Adjudication of the final diagnosis according to the current 4th UDMI enables analyses considering the recently introduced conditions of acute and chronic myocardial injury and the potential impact on diagnostic accuracy (27). Many previous works evaluating the diagnostic performance of hs-cTn assays adjudicated the final diagnosis to the 3rd UDMI.

The overall diagnostic performance of the ESC 0/1 h algorithm for Access hs-cTnI in our analyses was good which is mirrored in the high AUC values, in line with other hs-cTn assays which have been previously evaluated (7, 16, 17, 30). Our results also show good sensitivity and NPV as well as high specificity, in keeping with previous studies (17, 21, 22).

As a specific example, Boeddinghaus et al. demonstrated a sensitivity of 98.9% (95% CI, 94.3%–99.8%) and a corresponding NPV of 99.8% (95% CI, 98.6%–100.0%) when initially deriving the algorithm which is the basis for the ESC 0/1 h algorithm (17). Rule-out performance was slightly better than in our evaluation; one aspect worth mentioning is the significantly higher prevalence of type 2 MI in our population (5.2% vs 1.6%) (17). This may potentially account for our slightly lower sensitivity and NPV, as the derived cutoffs may not be fitted for detection of type 2 MI as most MI patients in Boeddinghaus’ underlying derivation cohort were type 1 MI (218 of 243 [89.7%]) (17).

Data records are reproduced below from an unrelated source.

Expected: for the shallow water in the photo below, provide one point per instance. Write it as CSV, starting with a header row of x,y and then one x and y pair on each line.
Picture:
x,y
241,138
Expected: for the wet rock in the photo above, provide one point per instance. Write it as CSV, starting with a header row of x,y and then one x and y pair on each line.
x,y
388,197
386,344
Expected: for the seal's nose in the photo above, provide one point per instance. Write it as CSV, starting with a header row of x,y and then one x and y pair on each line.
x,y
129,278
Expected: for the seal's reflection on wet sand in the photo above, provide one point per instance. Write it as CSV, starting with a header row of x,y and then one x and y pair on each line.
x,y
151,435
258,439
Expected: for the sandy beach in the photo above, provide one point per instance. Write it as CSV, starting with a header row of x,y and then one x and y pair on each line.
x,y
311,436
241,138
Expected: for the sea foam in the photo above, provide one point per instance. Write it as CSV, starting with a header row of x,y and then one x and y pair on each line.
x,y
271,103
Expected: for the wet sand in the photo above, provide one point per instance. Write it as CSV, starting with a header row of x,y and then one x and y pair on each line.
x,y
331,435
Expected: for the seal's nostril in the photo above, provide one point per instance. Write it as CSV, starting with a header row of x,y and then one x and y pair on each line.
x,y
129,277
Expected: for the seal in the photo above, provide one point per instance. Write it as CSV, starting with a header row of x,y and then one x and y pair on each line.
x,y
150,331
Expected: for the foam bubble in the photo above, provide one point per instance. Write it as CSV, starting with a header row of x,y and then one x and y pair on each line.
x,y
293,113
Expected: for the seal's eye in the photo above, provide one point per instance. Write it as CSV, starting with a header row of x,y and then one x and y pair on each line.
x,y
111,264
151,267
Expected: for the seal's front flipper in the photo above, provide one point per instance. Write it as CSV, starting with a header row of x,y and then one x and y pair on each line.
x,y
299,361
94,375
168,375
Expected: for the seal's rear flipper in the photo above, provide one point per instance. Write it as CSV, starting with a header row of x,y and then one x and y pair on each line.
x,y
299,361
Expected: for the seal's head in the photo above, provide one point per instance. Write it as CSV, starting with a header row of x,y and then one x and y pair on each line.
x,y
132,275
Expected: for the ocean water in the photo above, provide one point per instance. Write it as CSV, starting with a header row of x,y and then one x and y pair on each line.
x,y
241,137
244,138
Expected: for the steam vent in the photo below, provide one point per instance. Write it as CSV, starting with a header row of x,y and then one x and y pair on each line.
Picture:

This hypothesis is supported by the finding that 5 of 6 false-negative patients in the rule-out group as well as the majority of MI patients in the observe group (36/57 [63.2%]) had type 2 MI. The initial work, deriving the tested 0/1 h algorithm, also showed a better rule-in capacity with specificity 95.9% (95% CI, 94.0%–97.2%) and PPV of 73.9% (95% CI, 64.1%–81.8%) (17). Also, the proportion of patients in the observe group was smaller than in our work, with corresponding higher proportions of patients either being classified rule-in or rule-out (17). Besides the comparable sample size, the similar prevalence of MI in both cohorts as well as comparable patient characteristics, one difference in adjudication of the final diagnosis may explain the difference to a certain degree (17). As both works adjudicated the final diagnosis according to the 4th UDMI, in the mentioned work by Boeddinghaus et al. the diagnostic categories of acute and chronic myocardial injury were not considered. This potentially led to a lower number of patients being false-positively classified rule-in, as in our work (188 false-positive patients, 49.2% of rule-in patients). Our subgroup analyses potentially support this hypothesis, as specificity was lower in elderly patients and patients with impaired renal function as well as PPV being significantly lower in women. Previous work showed that these patients in particular more frequently have myocardial injury (31). Yet, we cannot directly compare the proportion of patients with myocardial injury and the potential impact on diagnostic accuracy in both cohorts, as no corresponding data is available (17).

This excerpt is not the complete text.